Today I spent four hours in my office at Boston College meeting individually with each of my students from one of my First-Year Writing Seminars. (On Wednesday, I’ll meet with students from my other section). I once had a professor tell me that he didn’t really get to know his students’ names until he sat down with them face-to-face across a desk to discuss their writing, and there’s a lot of truth behind that statement. When you teach first-year writing, you learn a great deal about your students as you read papers describing their experiences and opinions and perspectives, and sitting down to talk with each of your students individually provides a different dynamic than interacting on paper or in a group. You get to associate a face, personality, and entire person with the words on the page, especially as you listen to each student describe what he or she is struggling with in their writing.
When I first started teaching first-year writing as a graduate Teaching Fellow at Boston College twenty years ago, I was terrified to give my first round of student conferences. Standing in front of a classroom of students felt a bit like acting or performing stand-up comedy: you could hide behind a persona, filling the class period (if necessary) with silly stories and anecdotes. But when you sit face-to-face with someone across a desk, there’s a heightened level of expectation. The knowledge that students had dragged themselves out of their dorm rooms and trudged across campus to meet with me for fifteen precious minutes—time they could have spent sleeping or studying or doing homework—made me wonder if I had anything helpful to say. I worried that my students would show up at my office expecting wisdom and guidance, only to realize I’m as clueless as the next person.
Today’s conferences felt far less fraught than the ones I held when I was an earnest young Teaching Fellow just starting out. Back then, I thought I had to have some sort of wisdom to share: if I failed to hand each student a profound, neatly packaged nugget of insight, I’d somehow failed my job. Now, however, I see student conferences differently. Not only do I have more experience working with lots of students over the years, I also have experience answering questions as a Senior Dharma Teacher at the Cambridge Zen Center. Meeting face-to-face with a first-year student to talk about a piece of writing isn’t that much different, I’ve discovered, than sitting in the Zen Center interview room answering questions from fellow meditators. In both cases, you can’t ever predict what sort of situation you’ll face when you ask the next person to come in and sit down.

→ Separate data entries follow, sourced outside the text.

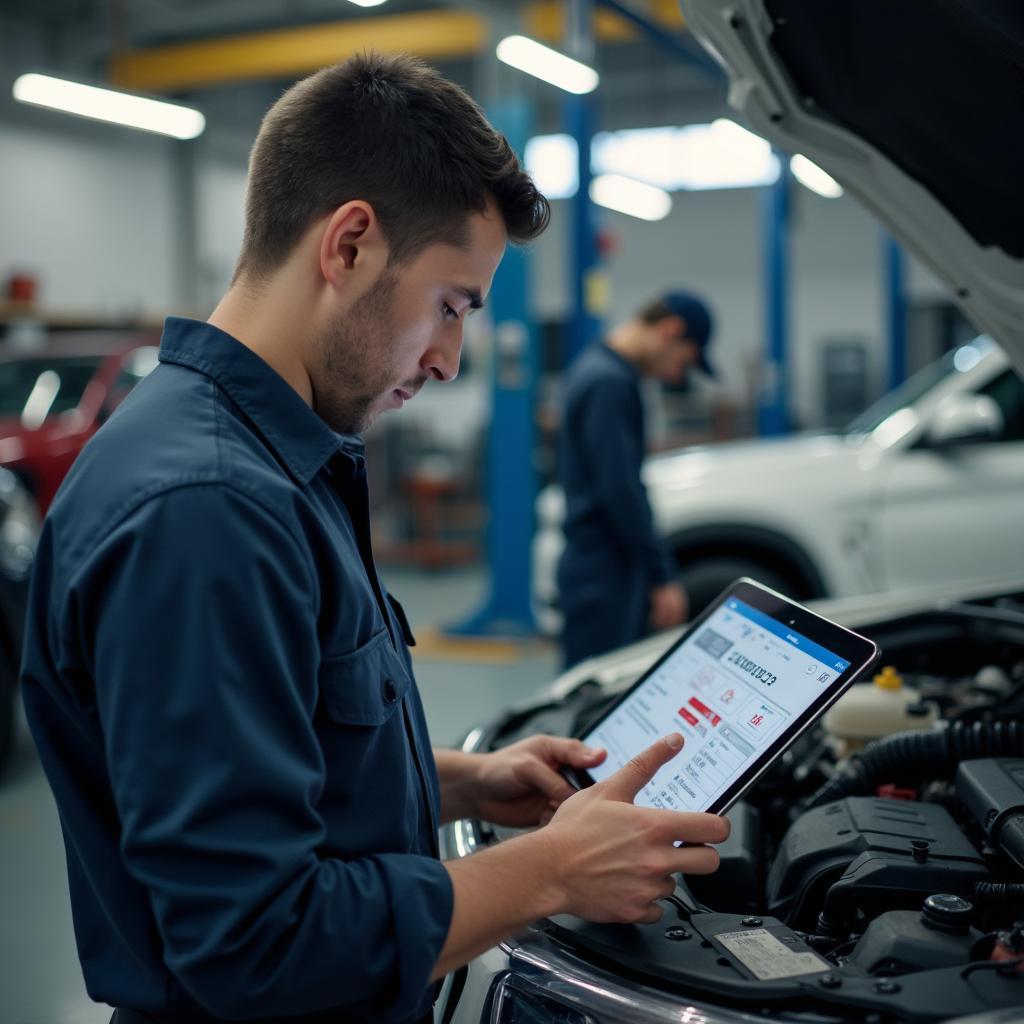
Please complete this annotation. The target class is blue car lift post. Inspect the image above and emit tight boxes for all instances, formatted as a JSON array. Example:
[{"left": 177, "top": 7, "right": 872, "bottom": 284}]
[
  {"left": 445, "top": 0, "right": 722, "bottom": 636},
  {"left": 444, "top": 98, "right": 539, "bottom": 636},
  {"left": 882, "top": 232, "right": 906, "bottom": 391},
  {"left": 758, "top": 154, "right": 792, "bottom": 437}
]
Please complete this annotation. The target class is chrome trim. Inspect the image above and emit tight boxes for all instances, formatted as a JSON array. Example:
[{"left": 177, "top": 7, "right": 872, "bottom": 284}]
[{"left": 489, "top": 934, "right": 764, "bottom": 1024}]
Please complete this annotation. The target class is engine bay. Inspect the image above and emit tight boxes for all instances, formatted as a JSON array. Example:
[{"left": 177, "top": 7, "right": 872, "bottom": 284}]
[{"left": 474, "top": 595, "right": 1024, "bottom": 1024}]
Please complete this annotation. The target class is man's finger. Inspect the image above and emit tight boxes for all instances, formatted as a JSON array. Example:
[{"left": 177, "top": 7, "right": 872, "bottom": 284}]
[
  {"left": 521, "top": 761, "right": 575, "bottom": 804},
  {"left": 598, "top": 732, "right": 683, "bottom": 804},
  {"left": 644, "top": 807, "right": 730, "bottom": 843},
  {"left": 672, "top": 846, "right": 721, "bottom": 874},
  {"left": 549, "top": 736, "right": 608, "bottom": 768}
]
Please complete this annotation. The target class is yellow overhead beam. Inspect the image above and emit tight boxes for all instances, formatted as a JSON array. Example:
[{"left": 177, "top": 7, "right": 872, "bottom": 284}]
[
  {"left": 110, "top": 0, "right": 683, "bottom": 92},
  {"left": 523, "top": 0, "right": 685, "bottom": 43},
  {"left": 111, "top": 10, "right": 487, "bottom": 92}
]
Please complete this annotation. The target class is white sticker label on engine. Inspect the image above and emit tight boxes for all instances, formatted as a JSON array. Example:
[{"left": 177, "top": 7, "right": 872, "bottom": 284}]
[{"left": 715, "top": 928, "right": 830, "bottom": 981}]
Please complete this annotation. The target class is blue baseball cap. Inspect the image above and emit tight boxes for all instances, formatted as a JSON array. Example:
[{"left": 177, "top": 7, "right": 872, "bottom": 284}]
[{"left": 662, "top": 292, "right": 716, "bottom": 377}]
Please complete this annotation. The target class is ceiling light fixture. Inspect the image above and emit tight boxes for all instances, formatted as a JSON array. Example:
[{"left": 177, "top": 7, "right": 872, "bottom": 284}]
[
  {"left": 496, "top": 36, "right": 600, "bottom": 95},
  {"left": 790, "top": 153, "right": 843, "bottom": 199},
  {"left": 13, "top": 75, "right": 206, "bottom": 139},
  {"left": 590, "top": 174, "right": 672, "bottom": 220}
]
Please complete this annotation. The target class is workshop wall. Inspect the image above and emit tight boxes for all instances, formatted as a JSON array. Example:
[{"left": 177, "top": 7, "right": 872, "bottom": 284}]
[{"left": 0, "top": 81, "right": 954, "bottom": 425}]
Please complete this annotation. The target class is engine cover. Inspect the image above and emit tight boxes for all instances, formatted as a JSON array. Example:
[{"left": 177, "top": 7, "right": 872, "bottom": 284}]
[{"left": 766, "top": 797, "right": 988, "bottom": 931}]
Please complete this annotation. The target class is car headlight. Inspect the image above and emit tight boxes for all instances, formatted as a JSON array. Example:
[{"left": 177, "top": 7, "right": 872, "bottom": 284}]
[
  {"left": 486, "top": 933, "right": 759, "bottom": 1024},
  {"left": 0, "top": 470, "right": 39, "bottom": 581}
]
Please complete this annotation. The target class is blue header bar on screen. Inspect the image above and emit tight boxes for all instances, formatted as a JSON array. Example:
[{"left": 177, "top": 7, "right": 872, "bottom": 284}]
[{"left": 725, "top": 597, "right": 850, "bottom": 672}]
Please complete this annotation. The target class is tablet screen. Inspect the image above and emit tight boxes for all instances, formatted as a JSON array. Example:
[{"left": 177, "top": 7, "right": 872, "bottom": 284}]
[{"left": 583, "top": 596, "right": 850, "bottom": 811}]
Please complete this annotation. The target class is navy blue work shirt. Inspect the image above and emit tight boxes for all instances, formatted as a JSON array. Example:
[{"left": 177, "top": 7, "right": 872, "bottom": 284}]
[{"left": 23, "top": 317, "right": 453, "bottom": 1024}]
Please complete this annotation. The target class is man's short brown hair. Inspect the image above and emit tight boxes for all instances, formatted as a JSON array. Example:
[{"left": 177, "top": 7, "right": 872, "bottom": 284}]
[{"left": 234, "top": 53, "right": 551, "bottom": 280}]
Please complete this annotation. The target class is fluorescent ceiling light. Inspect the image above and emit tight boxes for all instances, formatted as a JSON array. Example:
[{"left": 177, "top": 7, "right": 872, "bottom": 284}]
[
  {"left": 590, "top": 174, "right": 672, "bottom": 220},
  {"left": 13, "top": 75, "right": 206, "bottom": 139},
  {"left": 790, "top": 153, "right": 843, "bottom": 199},
  {"left": 525, "top": 119, "right": 780, "bottom": 199},
  {"left": 496, "top": 36, "right": 599, "bottom": 95},
  {"left": 524, "top": 135, "right": 580, "bottom": 199}
]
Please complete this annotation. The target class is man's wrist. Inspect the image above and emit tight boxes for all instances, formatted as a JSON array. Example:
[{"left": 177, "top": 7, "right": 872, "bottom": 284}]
[
  {"left": 502, "top": 825, "right": 568, "bottom": 920},
  {"left": 434, "top": 750, "right": 486, "bottom": 821}
]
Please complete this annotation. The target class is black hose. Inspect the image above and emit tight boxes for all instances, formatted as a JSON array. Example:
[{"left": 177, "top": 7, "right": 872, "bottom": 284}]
[
  {"left": 805, "top": 718, "right": 1024, "bottom": 810},
  {"left": 974, "top": 882, "right": 1024, "bottom": 907}
]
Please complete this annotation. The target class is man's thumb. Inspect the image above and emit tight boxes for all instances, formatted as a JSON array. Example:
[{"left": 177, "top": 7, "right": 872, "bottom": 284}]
[{"left": 604, "top": 732, "right": 683, "bottom": 804}]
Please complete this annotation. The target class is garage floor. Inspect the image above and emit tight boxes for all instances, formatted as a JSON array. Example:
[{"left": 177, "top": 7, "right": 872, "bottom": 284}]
[{"left": 0, "top": 570, "right": 557, "bottom": 1024}]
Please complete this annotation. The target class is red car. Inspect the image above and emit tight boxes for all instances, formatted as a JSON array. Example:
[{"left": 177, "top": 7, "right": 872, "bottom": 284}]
[{"left": 0, "top": 334, "right": 158, "bottom": 515}]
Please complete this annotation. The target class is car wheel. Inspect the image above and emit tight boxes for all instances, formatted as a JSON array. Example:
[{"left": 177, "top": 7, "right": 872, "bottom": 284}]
[{"left": 679, "top": 556, "right": 793, "bottom": 618}]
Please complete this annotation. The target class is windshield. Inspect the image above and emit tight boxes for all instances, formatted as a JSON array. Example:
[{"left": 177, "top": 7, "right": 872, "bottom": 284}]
[
  {"left": 0, "top": 355, "right": 101, "bottom": 419},
  {"left": 844, "top": 337, "right": 992, "bottom": 434}
]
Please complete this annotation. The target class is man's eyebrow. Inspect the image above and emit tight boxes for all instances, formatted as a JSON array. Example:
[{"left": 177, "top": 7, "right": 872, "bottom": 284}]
[{"left": 453, "top": 285, "right": 483, "bottom": 309}]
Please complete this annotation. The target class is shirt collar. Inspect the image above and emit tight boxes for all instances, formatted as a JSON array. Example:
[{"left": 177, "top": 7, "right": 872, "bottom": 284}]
[{"left": 160, "top": 316, "right": 365, "bottom": 485}]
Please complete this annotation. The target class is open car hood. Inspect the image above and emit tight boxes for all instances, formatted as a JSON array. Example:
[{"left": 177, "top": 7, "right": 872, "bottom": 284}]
[{"left": 682, "top": 0, "right": 1024, "bottom": 374}]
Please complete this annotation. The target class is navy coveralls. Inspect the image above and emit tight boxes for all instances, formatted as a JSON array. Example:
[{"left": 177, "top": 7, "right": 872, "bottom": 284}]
[
  {"left": 558, "top": 344, "right": 672, "bottom": 668},
  {"left": 24, "top": 318, "right": 453, "bottom": 1024}
]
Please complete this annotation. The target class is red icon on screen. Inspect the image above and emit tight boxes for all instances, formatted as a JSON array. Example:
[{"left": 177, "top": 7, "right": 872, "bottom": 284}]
[
  {"left": 690, "top": 697, "right": 722, "bottom": 725},
  {"left": 679, "top": 708, "right": 697, "bottom": 725}
]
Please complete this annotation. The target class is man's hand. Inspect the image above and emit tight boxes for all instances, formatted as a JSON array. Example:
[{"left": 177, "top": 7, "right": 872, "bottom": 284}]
[
  {"left": 537, "top": 733, "right": 729, "bottom": 924},
  {"left": 475, "top": 736, "right": 605, "bottom": 827},
  {"left": 431, "top": 733, "right": 729, "bottom": 979},
  {"left": 650, "top": 583, "right": 690, "bottom": 630}
]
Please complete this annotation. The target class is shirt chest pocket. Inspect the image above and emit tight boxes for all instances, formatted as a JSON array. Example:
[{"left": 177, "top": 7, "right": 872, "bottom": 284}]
[{"left": 319, "top": 629, "right": 410, "bottom": 726}]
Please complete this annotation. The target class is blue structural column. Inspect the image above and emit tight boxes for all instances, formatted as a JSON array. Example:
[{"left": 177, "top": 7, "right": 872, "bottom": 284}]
[
  {"left": 562, "top": 0, "right": 601, "bottom": 366},
  {"left": 882, "top": 233, "right": 906, "bottom": 390},
  {"left": 758, "top": 154, "right": 791, "bottom": 437},
  {"left": 447, "top": 99, "right": 540, "bottom": 635}
]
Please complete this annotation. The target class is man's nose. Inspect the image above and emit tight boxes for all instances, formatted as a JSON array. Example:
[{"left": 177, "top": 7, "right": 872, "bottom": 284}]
[{"left": 420, "top": 325, "right": 462, "bottom": 381}]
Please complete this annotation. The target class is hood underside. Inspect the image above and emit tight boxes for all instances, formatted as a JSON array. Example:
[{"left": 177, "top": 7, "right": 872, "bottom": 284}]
[{"left": 682, "top": 0, "right": 1024, "bottom": 372}]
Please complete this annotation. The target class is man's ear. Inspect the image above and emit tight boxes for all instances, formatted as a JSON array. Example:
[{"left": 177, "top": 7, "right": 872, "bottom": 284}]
[{"left": 319, "top": 200, "right": 387, "bottom": 288}]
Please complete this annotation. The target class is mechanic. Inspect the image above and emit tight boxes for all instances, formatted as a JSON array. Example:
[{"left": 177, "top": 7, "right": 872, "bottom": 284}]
[
  {"left": 558, "top": 291, "right": 714, "bottom": 668},
  {"left": 24, "top": 54, "right": 728, "bottom": 1024}
]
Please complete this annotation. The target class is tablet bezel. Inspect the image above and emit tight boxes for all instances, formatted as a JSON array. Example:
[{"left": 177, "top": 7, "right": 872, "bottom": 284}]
[{"left": 566, "top": 577, "right": 882, "bottom": 814}]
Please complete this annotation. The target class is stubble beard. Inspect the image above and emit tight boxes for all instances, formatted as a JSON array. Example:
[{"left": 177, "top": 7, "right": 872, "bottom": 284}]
[{"left": 313, "top": 269, "right": 397, "bottom": 434}]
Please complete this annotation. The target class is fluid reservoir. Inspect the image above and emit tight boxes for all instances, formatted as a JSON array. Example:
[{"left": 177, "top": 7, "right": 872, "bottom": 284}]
[{"left": 822, "top": 665, "right": 939, "bottom": 752}]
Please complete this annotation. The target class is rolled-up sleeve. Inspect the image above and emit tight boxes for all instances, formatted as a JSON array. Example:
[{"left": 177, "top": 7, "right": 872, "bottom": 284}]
[{"left": 69, "top": 483, "right": 453, "bottom": 1022}]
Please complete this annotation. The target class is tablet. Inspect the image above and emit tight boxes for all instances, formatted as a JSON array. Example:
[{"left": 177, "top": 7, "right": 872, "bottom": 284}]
[{"left": 568, "top": 579, "right": 881, "bottom": 814}]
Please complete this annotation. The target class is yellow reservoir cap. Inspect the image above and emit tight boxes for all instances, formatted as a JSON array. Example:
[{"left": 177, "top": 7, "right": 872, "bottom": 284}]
[{"left": 874, "top": 665, "right": 903, "bottom": 690}]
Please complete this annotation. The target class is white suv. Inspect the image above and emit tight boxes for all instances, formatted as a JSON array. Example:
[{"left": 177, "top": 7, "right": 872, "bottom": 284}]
[{"left": 534, "top": 337, "right": 1024, "bottom": 632}]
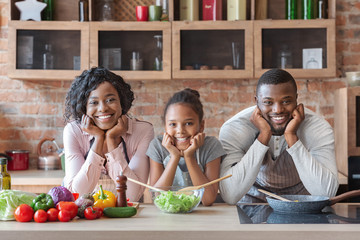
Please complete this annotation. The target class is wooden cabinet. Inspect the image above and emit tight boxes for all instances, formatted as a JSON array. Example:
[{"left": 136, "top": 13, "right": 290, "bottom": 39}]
[
  {"left": 172, "top": 21, "right": 253, "bottom": 79},
  {"left": 254, "top": 19, "right": 336, "bottom": 78},
  {"left": 9, "top": 0, "right": 336, "bottom": 80},
  {"left": 334, "top": 87, "right": 360, "bottom": 177},
  {"left": 8, "top": 21, "right": 89, "bottom": 80},
  {"left": 90, "top": 22, "right": 171, "bottom": 79}
]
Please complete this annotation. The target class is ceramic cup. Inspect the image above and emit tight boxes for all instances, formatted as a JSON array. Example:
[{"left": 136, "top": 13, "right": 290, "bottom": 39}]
[
  {"left": 149, "top": 5, "right": 162, "bottom": 21},
  {"left": 136, "top": 6, "right": 149, "bottom": 22}
]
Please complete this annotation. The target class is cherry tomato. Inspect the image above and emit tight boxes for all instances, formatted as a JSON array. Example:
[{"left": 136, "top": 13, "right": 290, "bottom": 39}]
[
  {"left": 47, "top": 208, "right": 59, "bottom": 222},
  {"left": 126, "top": 198, "right": 134, "bottom": 207},
  {"left": 58, "top": 210, "right": 71, "bottom": 222},
  {"left": 14, "top": 203, "right": 34, "bottom": 222},
  {"left": 84, "top": 207, "right": 97, "bottom": 220},
  {"left": 93, "top": 207, "right": 104, "bottom": 218},
  {"left": 34, "top": 209, "right": 47, "bottom": 223},
  {"left": 56, "top": 201, "right": 78, "bottom": 219}
]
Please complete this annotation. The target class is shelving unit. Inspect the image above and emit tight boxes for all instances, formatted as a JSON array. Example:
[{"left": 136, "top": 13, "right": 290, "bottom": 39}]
[
  {"left": 8, "top": 21, "right": 89, "bottom": 80},
  {"left": 90, "top": 22, "right": 171, "bottom": 79},
  {"left": 172, "top": 21, "right": 253, "bottom": 79},
  {"left": 8, "top": 0, "right": 336, "bottom": 80}
]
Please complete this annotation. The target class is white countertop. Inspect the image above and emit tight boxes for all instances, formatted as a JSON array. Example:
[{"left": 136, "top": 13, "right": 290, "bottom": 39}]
[
  {"left": 0, "top": 204, "right": 360, "bottom": 240},
  {"left": 9, "top": 169, "right": 348, "bottom": 185}
]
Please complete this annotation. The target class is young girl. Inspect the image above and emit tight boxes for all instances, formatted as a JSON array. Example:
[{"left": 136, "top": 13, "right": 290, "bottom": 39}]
[
  {"left": 146, "top": 88, "right": 225, "bottom": 205},
  {"left": 64, "top": 67, "right": 154, "bottom": 201}
]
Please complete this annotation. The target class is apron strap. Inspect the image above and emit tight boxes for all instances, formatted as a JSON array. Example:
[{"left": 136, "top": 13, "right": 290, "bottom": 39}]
[{"left": 84, "top": 137, "right": 130, "bottom": 164}]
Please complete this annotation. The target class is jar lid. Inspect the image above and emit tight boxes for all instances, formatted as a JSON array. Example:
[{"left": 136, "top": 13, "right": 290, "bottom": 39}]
[
  {"left": 0, "top": 157, "right": 7, "bottom": 165},
  {"left": 5, "top": 149, "right": 29, "bottom": 153}
]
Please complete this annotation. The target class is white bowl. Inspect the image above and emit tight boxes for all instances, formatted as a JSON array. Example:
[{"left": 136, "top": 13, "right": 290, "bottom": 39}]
[{"left": 149, "top": 186, "right": 204, "bottom": 213}]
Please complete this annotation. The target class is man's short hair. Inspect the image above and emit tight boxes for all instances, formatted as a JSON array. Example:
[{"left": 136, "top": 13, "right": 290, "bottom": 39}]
[{"left": 256, "top": 68, "right": 297, "bottom": 96}]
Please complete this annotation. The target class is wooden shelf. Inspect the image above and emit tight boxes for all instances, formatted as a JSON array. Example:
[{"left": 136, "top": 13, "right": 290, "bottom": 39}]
[
  {"left": 8, "top": 21, "right": 89, "bottom": 80},
  {"left": 254, "top": 19, "right": 336, "bottom": 78},
  {"left": 8, "top": 0, "right": 336, "bottom": 80},
  {"left": 172, "top": 21, "right": 253, "bottom": 79},
  {"left": 90, "top": 22, "right": 171, "bottom": 80}
]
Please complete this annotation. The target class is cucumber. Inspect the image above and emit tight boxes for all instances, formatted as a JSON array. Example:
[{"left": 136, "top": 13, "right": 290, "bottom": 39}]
[{"left": 104, "top": 207, "right": 137, "bottom": 218}]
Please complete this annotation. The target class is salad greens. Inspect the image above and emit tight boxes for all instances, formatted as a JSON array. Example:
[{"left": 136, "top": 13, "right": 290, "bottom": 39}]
[
  {"left": 0, "top": 190, "right": 36, "bottom": 220},
  {"left": 154, "top": 191, "right": 201, "bottom": 213}
]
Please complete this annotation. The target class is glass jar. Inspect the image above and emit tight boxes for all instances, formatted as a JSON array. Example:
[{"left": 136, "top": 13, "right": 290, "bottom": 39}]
[
  {"left": 301, "top": 0, "right": 314, "bottom": 19},
  {"left": 154, "top": 35, "right": 162, "bottom": 71},
  {"left": 285, "top": 0, "right": 297, "bottom": 20},
  {"left": 316, "top": 0, "right": 328, "bottom": 19},
  {"left": 96, "top": 0, "right": 115, "bottom": 21},
  {"left": 0, "top": 157, "right": 11, "bottom": 190},
  {"left": 79, "top": 0, "right": 89, "bottom": 22},
  {"left": 278, "top": 45, "right": 292, "bottom": 69},
  {"left": 41, "top": 0, "right": 55, "bottom": 21},
  {"left": 43, "top": 44, "right": 54, "bottom": 69}
]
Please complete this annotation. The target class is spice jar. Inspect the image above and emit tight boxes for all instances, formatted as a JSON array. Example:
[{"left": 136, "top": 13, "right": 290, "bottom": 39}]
[{"left": 96, "top": 0, "right": 115, "bottom": 21}]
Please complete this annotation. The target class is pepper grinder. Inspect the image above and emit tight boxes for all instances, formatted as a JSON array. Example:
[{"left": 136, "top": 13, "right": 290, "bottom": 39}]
[{"left": 116, "top": 172, "right": 127, "bottom": 207}]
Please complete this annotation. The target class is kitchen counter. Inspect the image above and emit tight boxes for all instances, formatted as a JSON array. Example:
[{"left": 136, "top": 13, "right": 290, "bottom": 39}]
[
  {"left": 9, "top": 170, "right": 347, "bottom": 193},
  {"left": 0, "top": 203, "right": 360, "bottom": 240}
]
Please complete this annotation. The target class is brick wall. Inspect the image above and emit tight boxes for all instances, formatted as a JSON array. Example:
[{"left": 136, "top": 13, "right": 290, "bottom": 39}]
[{"left": 0, "top": 0, "right": 360, "bottom": 168}]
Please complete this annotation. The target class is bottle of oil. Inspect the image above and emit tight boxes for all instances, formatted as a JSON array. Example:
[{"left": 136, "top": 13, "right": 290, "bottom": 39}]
[{"left": 0, "top": 157, "right": 11, "bottom": 190}]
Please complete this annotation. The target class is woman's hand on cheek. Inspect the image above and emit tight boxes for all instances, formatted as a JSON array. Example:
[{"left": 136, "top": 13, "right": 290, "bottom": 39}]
[
  {"left": 106, "top": 115, "right": 128, "bottom": 139},
  {"left": 161, "top": 132, "right": 182, "bottom": 157},
  {"left": 80, "top": 114, "right": 104, "bottom": 137},
  {"left": 184, "top": 132, "right": 205, "bottom": 157}
]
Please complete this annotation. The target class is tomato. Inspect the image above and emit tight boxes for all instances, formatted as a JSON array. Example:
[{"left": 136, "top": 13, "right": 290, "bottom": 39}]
[
  {"left": 84, "top": 207, "right": 98, "bottom": 220},
  {"left": 93, "top": 207, "right": 104, "bottom": 218},
  {"left": 14, "top": 203, "right": 34, "bottom": 222},
  {"left": 34, "top": 209, "right": 47, "bottom": 223},
  {"left": 126, "top": 198, "right": 134, "bottom": 207},
  {"left": 58, "top": 210, "right": 71, "bottom": 222},
  {"left": 47, "top": 208, "right": 59, "bottom": 222},
  {"left": 56, "top": 201, "right": 78, "bottom": 219}
]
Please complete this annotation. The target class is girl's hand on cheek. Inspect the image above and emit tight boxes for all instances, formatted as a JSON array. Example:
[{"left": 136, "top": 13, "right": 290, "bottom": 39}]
[
  {"left": 106, "top": 115, "right": 128, "bottom": 138},
  {"left": 80, "top": 114, "right": 104, "bottom": 137},
  {"left": 184, "top": 132, "right": 205, "bottom": 157},
  {"left": 161, "top": 132, "right": 182, "bottom": 157}
]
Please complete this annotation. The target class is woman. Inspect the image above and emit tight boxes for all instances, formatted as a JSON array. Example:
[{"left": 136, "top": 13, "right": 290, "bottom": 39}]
[{"left": 64, "top": 67, "right": 154, "bottom": 201}]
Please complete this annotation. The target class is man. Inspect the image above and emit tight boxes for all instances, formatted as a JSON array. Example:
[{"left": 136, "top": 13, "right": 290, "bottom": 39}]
[{"left": 219, "top": 69, "right": 339, "bottom": 204}]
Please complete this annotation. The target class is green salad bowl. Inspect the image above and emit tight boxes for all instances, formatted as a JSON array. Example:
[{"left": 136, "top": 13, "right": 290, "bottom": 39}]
[{"left": 149, "top": 186, "right": 204, "bottom": 213}]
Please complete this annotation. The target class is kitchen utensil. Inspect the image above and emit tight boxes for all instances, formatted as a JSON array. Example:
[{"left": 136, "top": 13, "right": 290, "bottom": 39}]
[
  {"left": 258, "top": 189, "right": 291, "bottom": 202},
  {"left": 37, "top": 138, "right": 61, "bottom": 170},
  {"left": 179, "top": 174, "right": 232, "bottom": 192},
  {"left": 127, "top": 177, "right": 164, "bottom": 191},
  {"left": 4, "top": 150, "right": 29, "bottom": 171},
  {"left": 266, "top": 190, "right": 360, "bottom": 213}
]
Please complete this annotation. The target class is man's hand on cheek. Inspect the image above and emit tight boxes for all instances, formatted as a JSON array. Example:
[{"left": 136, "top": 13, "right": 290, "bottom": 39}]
[
  {"left": 250, "top": 107, "right": 272, "bottom": 145},
  {"left": 284, "top": 103, "right": 305, "bottom": 147},
  {"left": 285, "top": 103, "right": 305, "bottom": 135}
]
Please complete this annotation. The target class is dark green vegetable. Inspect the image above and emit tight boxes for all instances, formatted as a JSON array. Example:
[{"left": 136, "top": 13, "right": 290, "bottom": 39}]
[
  {"left": 104, "top": 207, "right": 137, "bottom": 218},
  {"left": 31, "top": 193, "right": 55, "bottom": 212}
]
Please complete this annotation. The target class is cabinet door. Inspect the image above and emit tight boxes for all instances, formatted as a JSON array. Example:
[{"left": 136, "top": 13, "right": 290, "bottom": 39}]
[
  {"left": 254, "top": 19, "right": 336, "bottom": 78},
  {"left": 172, "top": 21, "right": 253, "bottom": 79},
  {"left": 8, "top": 21, "right": 89, "bottom": 80},
  {"left": 90, "top": 22, "right": 171, "bottom": 80}
]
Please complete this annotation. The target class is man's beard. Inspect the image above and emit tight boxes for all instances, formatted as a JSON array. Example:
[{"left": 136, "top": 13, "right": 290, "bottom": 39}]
[{"left": 264, "top": 118, "right": 292, "bottom": 136}]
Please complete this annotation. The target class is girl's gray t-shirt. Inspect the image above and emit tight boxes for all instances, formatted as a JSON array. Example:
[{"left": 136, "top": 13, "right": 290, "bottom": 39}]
[{"left": 146, "top": 135, "right": 226, "bottom": 186}]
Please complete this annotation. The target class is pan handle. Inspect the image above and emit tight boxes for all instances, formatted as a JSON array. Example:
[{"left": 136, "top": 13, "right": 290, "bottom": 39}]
[{"left": 330, "top": 190, "right": 360, "bottom": 205}]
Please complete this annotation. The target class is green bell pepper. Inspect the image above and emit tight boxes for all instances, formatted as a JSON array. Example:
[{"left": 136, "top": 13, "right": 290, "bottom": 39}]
[{"left": 31, "top": 193, "right": 55, "bottom": 212}]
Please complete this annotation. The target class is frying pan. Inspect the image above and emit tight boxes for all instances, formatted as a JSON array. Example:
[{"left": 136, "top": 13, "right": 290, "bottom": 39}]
[{"left": 266, "top": 190, "right": 360, "bottom": 213}]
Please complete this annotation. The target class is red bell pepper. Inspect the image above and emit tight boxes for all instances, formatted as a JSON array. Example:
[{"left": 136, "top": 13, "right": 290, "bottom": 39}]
[{"left": 56, "top": 201, "right": 78, "bottom": 219}]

All you can do in that split second between one meeting and the next is take a breath and quietly promise to be present with whatever question, situation, or scenario walks through the door.
When I first started giving consulting interviews at the Zen Center, Zen Master Bon Haeng (aka Mark Houghton) gave me a priceless bit of advice I’ve thought back on every time I give consulting interviews. Zen Master Mark said the purpose of a consulting interview isn’t to answer a person’s questions but simply to share an experience. Consulting interviews aren’t about explaining Zen practice in tidy terms that tie everything up in a neat little bow: the mysteries of human suffering are too complex for that, and no teacher can ever digest your life for you. Instead of worrying about saying the right thing (or saying the thing that will amaze and impress), teachers should focus on being present with their students. It isn’t a matter of giving students the answers as if from on high: it’s about sitting alongside students while they figure things out for themselves, offering whatever gentle guidance and feedback you can while being attentive to what’s being said on the page and between the lines.
Over the course of the semester, I’ll meet with my First Year Writing students at least three more times: one conference for each of the four essays they’ll write this term. I know from experience that when you meet individually with a student for that many times in a 15-week term, you end up covering a lot of emotional as well as intellectual ground. If you’re strong enough to stay present, you’ll see a combination of breakdowns and breakthroughs, frustrations and failures. Writing is hard work, and it doesn’t always proceed in a tidy line from “good” to “better” to “best.” Sometimes it feels like you’re writing in circles, and some of the sweetest successes are the ones that took the most effort to achieve.